Male sellers on eBay have edge on women, study says
Successful sellers on eBay know certain things matter: item description, appealing photos, strong seller ratings and, of course, price.
Now, a study published Friday in the journal Science suggested another factor might make a subtle difference: whether the seller is a man or woman. Using data supplied by the company, researchers analyzed some 630,000 auction transactions on eBay in the United States and reported that, on average, when men and women with equal selling reputations sold the same products, women received lower prices than men.
The difference was far less pronounced for used items: Women sellers received about 97 cents for every dollar men received. But with new items, where the authors say direct comparison is easier, women received about 80 cents on average for every dollar men sellers received.
“The basic point — that people have different expectations of women versus men, and so we treat them very differently in the world — it’s fascinating and depressing,” said Linda Babcock, an economics professor at Carnegie Mellon University, who was not involved in the study.
“On eBay, wow,” she added, noting eBay’s fame as a forum where anyone can sell anything. It also does not require that sellers identify their gender.
The study did not paint a universally negative pic-
ture for women. For some items, like toys and pet products, women received somewhat higher prices than men. And women tended to have better reputations as sellers although they tended to have less selling experience.
Nor did the study, which controlled for seller reputation, experience, number of photos and other elements, indicate that buyers were consciously discriminating. Male and female buyers appeared to treat women sellers the same, the authors said.
“We actually think that most of it is unconscious,” said Tamar Kricheli-Katz, a professor of law and sociology at Tel Aviv University, who conducted the study with Tali Regev, an economist at IDC Herzliya. “The fact is that most of us have biases. We hold them unconsciously, and it makes it difficult to change.”
Claudia Goldin, a Harvard economist and expert on gender wage gaps, said the study was intriguing but needed more analysis.
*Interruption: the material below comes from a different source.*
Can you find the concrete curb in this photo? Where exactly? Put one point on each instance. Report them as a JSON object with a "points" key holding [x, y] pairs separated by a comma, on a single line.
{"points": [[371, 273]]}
The researchers said eBay allowed them access to data on transactions, sellers and buyers, includ- ing gender. They evaluated transactions from 2009 to 2012, focusing on the 420 most popular items in eBay’s broader categories, and on auctions because no negotiation is involved. Sellers considered to be stores were excluded.
EBay did not provide financing for the study, but set conditions, according to the authors and to editors at Science. The researchers’ contract allowed eBay to approve any study before publication, mostly for potential disclosure of proprietary data and trade secrets; the authors said eBay “ended up approving the study without asking us to drop any of our results.”
A few female sellers said they believed some buyers reacted differently because they were women.
Melanie Fodera, 21, a senior at Albion College in Michigan and a seller for about seven years, said when selling a Detroit Lions jersey for “$100 or best offer,” she was offered $50.
“I countered $ 75, and their message to me was, ‘You don’t know what this is worth because you’re a girl,’ ” said Fodera, who usually sells women’s clothes and has an eBay page decorated with roses.